The state of the Manx language at the time was very bad indeed. It was never going to disappear completely because it had a reasonable literature: the Bible had been translated, for example. But the skids were under it from the beginning of the 19th century.
There was strong social discrimination against Manx at the time, particularly from Manx people themselves. It was taken as a sign of inferiority, backwardness and poverty. I ended up joining Faragher and several other people while they went round the island in a van using one of the first available tape recorders to record the few remaining native Manx speakers. For months, I heard six hours of spoken Manx on a Saturday, and six to eight hours on a Sunday. My friends probably thought I was mad.
I couldn’t understand a word at first but after nine months I could speak it relatively fluently. It was, more or less, the Manx spoken by people who’d learnt it as children in the late 19th and early 20th century. I had to mug up the formal stuff later on. It’s quite straightforward, Manx – like a simple version of Irish. Later, during my first marriage, I spoke entirely in Manx to my daughter and son, when it didn’t embarrass them, and they spoke English to me.

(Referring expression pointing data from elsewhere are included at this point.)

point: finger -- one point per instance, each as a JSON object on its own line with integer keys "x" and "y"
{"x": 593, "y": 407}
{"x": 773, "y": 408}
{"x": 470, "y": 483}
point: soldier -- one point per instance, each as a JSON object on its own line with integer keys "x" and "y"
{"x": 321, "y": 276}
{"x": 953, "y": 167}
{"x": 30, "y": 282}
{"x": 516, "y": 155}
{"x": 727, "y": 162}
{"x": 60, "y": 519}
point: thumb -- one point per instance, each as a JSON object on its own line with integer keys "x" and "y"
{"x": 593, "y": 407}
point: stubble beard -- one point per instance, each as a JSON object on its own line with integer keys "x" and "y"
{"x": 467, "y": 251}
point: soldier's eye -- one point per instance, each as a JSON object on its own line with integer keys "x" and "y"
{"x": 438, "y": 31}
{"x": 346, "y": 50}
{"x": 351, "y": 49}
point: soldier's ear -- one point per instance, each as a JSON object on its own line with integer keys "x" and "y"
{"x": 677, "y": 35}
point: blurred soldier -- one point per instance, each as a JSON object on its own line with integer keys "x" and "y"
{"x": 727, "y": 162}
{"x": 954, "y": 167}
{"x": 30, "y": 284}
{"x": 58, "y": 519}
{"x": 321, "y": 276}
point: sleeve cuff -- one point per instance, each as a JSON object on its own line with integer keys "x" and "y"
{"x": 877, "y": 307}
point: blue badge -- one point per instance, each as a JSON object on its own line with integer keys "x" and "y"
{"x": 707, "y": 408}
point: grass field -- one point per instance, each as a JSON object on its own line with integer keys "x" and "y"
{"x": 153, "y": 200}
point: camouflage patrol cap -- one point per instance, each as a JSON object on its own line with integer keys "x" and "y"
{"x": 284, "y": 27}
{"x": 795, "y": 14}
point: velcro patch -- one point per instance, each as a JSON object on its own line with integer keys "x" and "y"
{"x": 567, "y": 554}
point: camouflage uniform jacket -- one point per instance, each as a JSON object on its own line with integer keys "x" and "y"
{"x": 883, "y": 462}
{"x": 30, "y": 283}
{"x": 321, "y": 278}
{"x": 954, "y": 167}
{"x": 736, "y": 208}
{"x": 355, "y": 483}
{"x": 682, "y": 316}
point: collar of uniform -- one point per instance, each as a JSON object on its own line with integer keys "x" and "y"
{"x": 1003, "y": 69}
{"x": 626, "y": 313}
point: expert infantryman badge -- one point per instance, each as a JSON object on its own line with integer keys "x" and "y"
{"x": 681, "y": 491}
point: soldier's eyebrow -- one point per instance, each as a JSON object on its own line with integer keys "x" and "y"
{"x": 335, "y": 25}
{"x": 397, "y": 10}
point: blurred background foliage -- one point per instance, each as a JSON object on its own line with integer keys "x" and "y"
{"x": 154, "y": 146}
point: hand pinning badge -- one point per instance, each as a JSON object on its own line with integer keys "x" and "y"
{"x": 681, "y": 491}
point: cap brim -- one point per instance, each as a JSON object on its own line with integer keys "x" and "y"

After university I moved across the water to live in Merseyside permanently, but I often visited the Isle of Man and wrote in Manx extensively. I was in contact with people all the way through, so in that respect I never left the island, and in 1979 the education minister asked me to write a Manx course.

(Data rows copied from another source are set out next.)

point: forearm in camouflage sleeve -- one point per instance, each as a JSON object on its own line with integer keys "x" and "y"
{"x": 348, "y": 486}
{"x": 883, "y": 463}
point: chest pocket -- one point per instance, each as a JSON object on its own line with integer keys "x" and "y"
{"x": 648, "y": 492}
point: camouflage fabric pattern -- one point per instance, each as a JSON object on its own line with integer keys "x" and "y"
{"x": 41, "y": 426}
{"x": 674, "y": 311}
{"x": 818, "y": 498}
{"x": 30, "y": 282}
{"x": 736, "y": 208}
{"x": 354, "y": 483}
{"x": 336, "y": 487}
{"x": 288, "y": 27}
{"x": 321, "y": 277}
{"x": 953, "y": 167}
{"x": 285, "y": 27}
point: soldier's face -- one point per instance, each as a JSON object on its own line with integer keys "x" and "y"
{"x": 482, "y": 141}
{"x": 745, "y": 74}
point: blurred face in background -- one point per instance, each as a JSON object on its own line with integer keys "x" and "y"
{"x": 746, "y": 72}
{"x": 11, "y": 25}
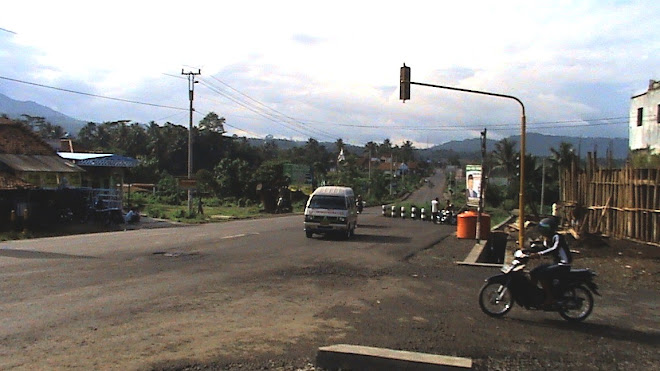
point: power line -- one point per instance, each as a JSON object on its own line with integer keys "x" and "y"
{"x": 282, "y": 116}
{"x": 92, "y": 95}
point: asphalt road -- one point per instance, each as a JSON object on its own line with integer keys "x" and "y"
{"x": 136, "y": 298}
{"x": 257, "y": 294}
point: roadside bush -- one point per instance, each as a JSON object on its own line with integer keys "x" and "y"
{"x": 495, "y": 195}
{"x": 155, "y": 211}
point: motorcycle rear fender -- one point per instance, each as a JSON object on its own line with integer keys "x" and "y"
{"x": 593, "y": 287}
{"x": 500, "y": 278}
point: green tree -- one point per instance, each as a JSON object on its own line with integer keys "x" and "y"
{"x": 504, "y": 157}
{"x": 562, "y": 158}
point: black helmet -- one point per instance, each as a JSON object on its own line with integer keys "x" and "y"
{"x": 548, "y": 226}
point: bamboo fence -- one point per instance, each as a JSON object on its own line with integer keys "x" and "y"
{"x": 621, "y": 203}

I was made the Manx language officer in 1991 after it was put up as an option in schools. That’s why I came back. The demand for it was 40 per cent in primary schools, and up to 10 per cent in the secondary schools. This was completely unexpected – it’s been a big success.
In 2006, I published a novel in Manx, The Vampire Murders, satirising life on the Isle of Man. It was serialised in one of the papers here and now bits of it are being used for the Manx equivalent to an A-level. It’s the first full-length novel in Manx. The potential readership is very low indeed – only about 200 people can read it without much difficulty. You could rationalise why I went ahead by saying, “oh, it will be used for studying Manx.” But I never had that in mind at all. I just thought it’d be a great laugh to write a novel in Manx. Now there are a few other people writing original material.
Some of it is to do with Manx nationalism – that’s definitely been a motivating factor for me, but for most people it’s a more watered-down form: identity. We just like to know there’s a language for the Isle of Man.
It’s difficult to take in this big change in attitude, because people like me just soldiered on against pretty strong opposition. It wasn’t that people thought we were mad – the old Manx people probably thought we were evil. You could easily have started off a fully fledged fight in the pub in the 1960s by speaking in Manx. Friends of mine were thrown out of one in the 1970s for using it. When people ask how I account for this mini revival, I say, “well, the old Manx people have died.”
At the start I didn’t really expect anything much to happen – I just got this terrific interest in the language, and thought it was a great shame that it had been so devalued and had to do something about it. And ploughed on, in an obsessive way.